Auch im Fall des bigotten CVP-Politikers Christophe Darbellay, der christlich-katholische Werte in der Ehe hochhielt, sich aber einen Seitensprung mit Folgen leistete, sagte sie zu diesem befremdlich-skandalösen Verhalten, es gebe «kein öffentliches Interesse an Moralisierung eines Seitensprungs einer exponierten Person».

Damit zeigte Zulauf bedenkliche Unkenntnis der Grundlagen des Medienrechts, was ihren Fanclub aber nicht weiter stört. Mit dem missbrauchten Begriff des Persönlichkeitsschutzes versucht sie, Heuchelei, selbst an die Öffentlichkeit gebrachtes Fehlverhalten zuzudecken.

Ein Porträt sollte vielleicht Gegenstimmen enthalten

Auch Patrizia Laeri hat sich der Unterstützung von Zulauf versichert. Das brachte ihr bereits zwei Klatschen vor zwei verschiedenen Gerichten ein. Der Versuch, mittels superprovisorischer Verfügung einen Laeri-kritischen Beitrag auf «Inside Paradeplatz» zu löschen, scheiterte zweimal. Indem gleichzeitig ein Bezirks- und ein Handelsgericht angerufen wurde, verdoppelte sich zwar die Honorarnote der Anwältin.
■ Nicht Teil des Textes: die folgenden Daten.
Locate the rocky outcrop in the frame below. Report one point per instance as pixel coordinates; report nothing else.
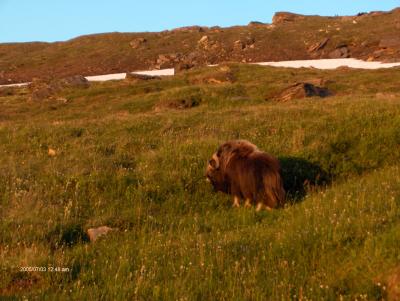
(190, 29)
(390, 42)
(318, 46)
(340, 53)
(136, 43)
(244, 44)
(285, 17)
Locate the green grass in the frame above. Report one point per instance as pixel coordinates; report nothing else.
(122, 163)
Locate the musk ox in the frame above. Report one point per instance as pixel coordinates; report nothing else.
(239, 168)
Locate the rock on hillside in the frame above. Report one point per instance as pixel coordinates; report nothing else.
(290, 37)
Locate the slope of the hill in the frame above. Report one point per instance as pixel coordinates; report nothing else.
(132, 155)
(373, 36)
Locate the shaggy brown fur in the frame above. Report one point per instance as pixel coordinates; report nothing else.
(239, 168)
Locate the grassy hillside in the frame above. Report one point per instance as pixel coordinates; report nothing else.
(132, 156)
(371, 36)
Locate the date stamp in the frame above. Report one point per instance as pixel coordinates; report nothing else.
(51, 269)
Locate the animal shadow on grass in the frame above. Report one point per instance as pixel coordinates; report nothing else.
(300, 176)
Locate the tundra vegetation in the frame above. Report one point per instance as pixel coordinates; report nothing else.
(132, 156)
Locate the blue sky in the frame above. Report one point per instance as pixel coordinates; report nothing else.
(58, 20)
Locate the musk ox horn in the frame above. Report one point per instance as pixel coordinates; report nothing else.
(242, 170)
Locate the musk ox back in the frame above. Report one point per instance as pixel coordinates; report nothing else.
(239, 168)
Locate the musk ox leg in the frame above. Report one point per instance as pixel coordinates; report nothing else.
(247, 203)
(236, 201)
(261, 206)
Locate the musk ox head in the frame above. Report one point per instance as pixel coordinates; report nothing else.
(239, 168)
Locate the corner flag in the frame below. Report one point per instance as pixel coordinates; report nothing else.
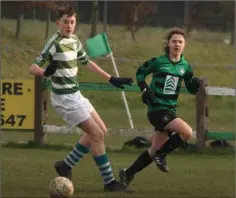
(99, 46)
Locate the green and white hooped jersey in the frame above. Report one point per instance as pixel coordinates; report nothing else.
(64, 53)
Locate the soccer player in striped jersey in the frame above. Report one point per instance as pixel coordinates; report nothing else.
(63, 51)
(168, 71)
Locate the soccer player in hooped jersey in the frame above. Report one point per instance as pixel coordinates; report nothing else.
(63, 50)
(168, 71)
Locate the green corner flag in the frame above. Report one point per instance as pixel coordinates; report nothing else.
(98, 46)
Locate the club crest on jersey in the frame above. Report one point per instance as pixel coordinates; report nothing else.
(74, 46)
(181, 71)
(171, 83)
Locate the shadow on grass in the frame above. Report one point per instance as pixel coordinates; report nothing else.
(49, 146)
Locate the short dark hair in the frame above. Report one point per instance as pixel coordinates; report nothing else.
(68, 10)
(170, 33)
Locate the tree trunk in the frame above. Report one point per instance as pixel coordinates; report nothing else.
(19, 25)
(105, 16)
(48, 25)
(233, 33)
(94, 19)
(187, 18)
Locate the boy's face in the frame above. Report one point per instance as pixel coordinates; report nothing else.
(176, 44)
(66, 25)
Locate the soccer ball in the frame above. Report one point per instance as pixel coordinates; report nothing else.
(61, 187)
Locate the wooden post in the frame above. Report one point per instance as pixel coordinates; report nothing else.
(201, 114)
(38, 128)
(45, 96)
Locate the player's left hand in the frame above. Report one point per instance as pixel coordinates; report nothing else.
(50, 70)
(195, 84)
(119, 82)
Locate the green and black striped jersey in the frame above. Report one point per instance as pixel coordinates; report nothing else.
(166, 80)
(64, 53)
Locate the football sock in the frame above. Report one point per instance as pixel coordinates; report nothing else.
(104, 168)
(174, 142)
(140, 163)
(76, 155)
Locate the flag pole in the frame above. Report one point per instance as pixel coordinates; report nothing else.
(123, 93)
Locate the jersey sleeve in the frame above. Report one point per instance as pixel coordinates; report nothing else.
(82, 55)
(47, 53)
(145, 69)
(191, 83)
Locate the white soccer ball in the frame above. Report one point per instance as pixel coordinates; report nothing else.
(61, 187)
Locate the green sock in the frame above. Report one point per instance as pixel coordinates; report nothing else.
(104, 168)
(76, 155)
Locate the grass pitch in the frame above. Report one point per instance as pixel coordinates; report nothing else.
(26, 172)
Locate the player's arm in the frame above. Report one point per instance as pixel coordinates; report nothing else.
(92, 66)
(143, 71)
(191, 83)
(46, 55)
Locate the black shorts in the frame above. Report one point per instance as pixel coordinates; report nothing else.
(159, 119)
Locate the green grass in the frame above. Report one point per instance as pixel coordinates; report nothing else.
(27, 173)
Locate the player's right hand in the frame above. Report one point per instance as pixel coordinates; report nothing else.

Da man aber nicht vor zwei Gerichten das Gleiche einklagen kann, schuf sie hier ohne Not einen Konflikt, weswegen sich das Gericht vorsichtig mal für «nicht offenkundig unzuständig» erklärte.

Nun sollte ein Porträt auf NZZaS-Niveau vielleicht auch Gegenschnitte, kritische Stimmen, Hinweise auf nicht Raumduft versprühende Eigenschaften der Porträtierten enthalten. Einen inzwischen pensionierten Tamedia-Anwalt zu zitieren, der neben leiser Kritik versöhnlich anmerkt, dass man sich – schlägt sich, verträgt sich – «später wieder zum Mittagessen traf» und man durchaus «mit ihr verhandeln» könne, das ist ja keine kritische Stimme, sondern ein winziges Feigenblatt auf einer Lobhudelei.

«Flair von Boston Legal»?

Erwähnungen weniger strahlender Seiten der Anwältin haben in einem Abknutsch-Artikel keinen Platz. Sonst könnte der sich am Schluss nicht in geradezu lyrische Höhen erheben: «Zulauf selber sieht sich als Verteidigerin der Qualitätsmedien. Wie sie sorge sie für Meinungsbildung innerhalb des Rechtsstaats. Nur ist ihre Waffe das Gesetz, der Minimalkonsens über gut und schlecht – immer gewürzt mit der richtigen Geschichte. Das ist das Material, aus dem Rena Zulauf Prozesse macht.»

Das ist das Material, aus dem journalistische Schmiere gemacht ist.